Kenyan President William Ruto said East African countries were discussing a joint refinery in Tanga that could process crude linked to the Democratic Republic of Congo, Kenya, South Sudan and Uganda. The proposal was raised at an infrastructure financing conference in Nairobi.

Aliko Dangote said he could replicate his Nigerian refinery model in East Africa if regional governments supported the initiative. His Nigerian facility is built around a 650,000-barrel-per-day refinery, and he said a regional refinery could be delivered within four to five years if agreements are reached.

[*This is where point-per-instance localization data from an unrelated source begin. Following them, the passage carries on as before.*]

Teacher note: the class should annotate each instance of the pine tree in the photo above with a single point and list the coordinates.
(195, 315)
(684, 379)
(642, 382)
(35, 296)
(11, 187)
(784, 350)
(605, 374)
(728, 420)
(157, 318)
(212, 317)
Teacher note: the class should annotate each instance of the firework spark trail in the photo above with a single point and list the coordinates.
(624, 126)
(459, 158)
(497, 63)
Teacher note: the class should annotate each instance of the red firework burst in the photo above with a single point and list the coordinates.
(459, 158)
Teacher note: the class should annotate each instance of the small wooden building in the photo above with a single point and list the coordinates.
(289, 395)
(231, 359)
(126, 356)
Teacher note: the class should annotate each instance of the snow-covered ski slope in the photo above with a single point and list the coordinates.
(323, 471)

Here is what the refinery discussion means for fuel imports. East Africa currently depends on imported refined petroleum, mainly from outside the region. That leaves countries exposed when international product prices, shipping routes and supply contracts tighten at the same time.

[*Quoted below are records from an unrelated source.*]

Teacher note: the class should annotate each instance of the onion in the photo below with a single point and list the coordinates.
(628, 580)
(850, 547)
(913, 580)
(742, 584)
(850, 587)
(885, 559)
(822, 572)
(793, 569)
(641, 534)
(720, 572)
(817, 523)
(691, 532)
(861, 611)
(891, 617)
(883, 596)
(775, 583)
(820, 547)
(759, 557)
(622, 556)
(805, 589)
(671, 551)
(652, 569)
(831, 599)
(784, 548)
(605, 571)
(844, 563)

The refinery conversation links Tanzania, Kenya, Uganda, South Sudan and DRC in one energy-security question. Uganda is also pursuing its own 60,000-barrel-per-day refinery through a separate partnership, while regional crude and pipeline projects continue to shape the wider oil map.

East Africa Tanga refinery plan: What changes for businesses and households

For businesses, the practical question is not only refinery ownership. It is whether local refining can lower supply risk, reduce payment pressure in foreign currency and improve delivery predictability for transport, manufacturing, mining, agriculture and aviation.

For households, the refinery would not change pump prices immediately. A four-to-five-year delivery horizon means current prices still depend on global supply, exchange rates, taxes, port costs and regulatory reviews. However, the plan could influence long-term expectations in fuel security.

The proposal also carries trade implications. A Tanga refining hub could strengthen Tanzania’s role in regional logistics, support port activity and create new demand for storage, pipelines, trucking, financing, engineering and maintenance services.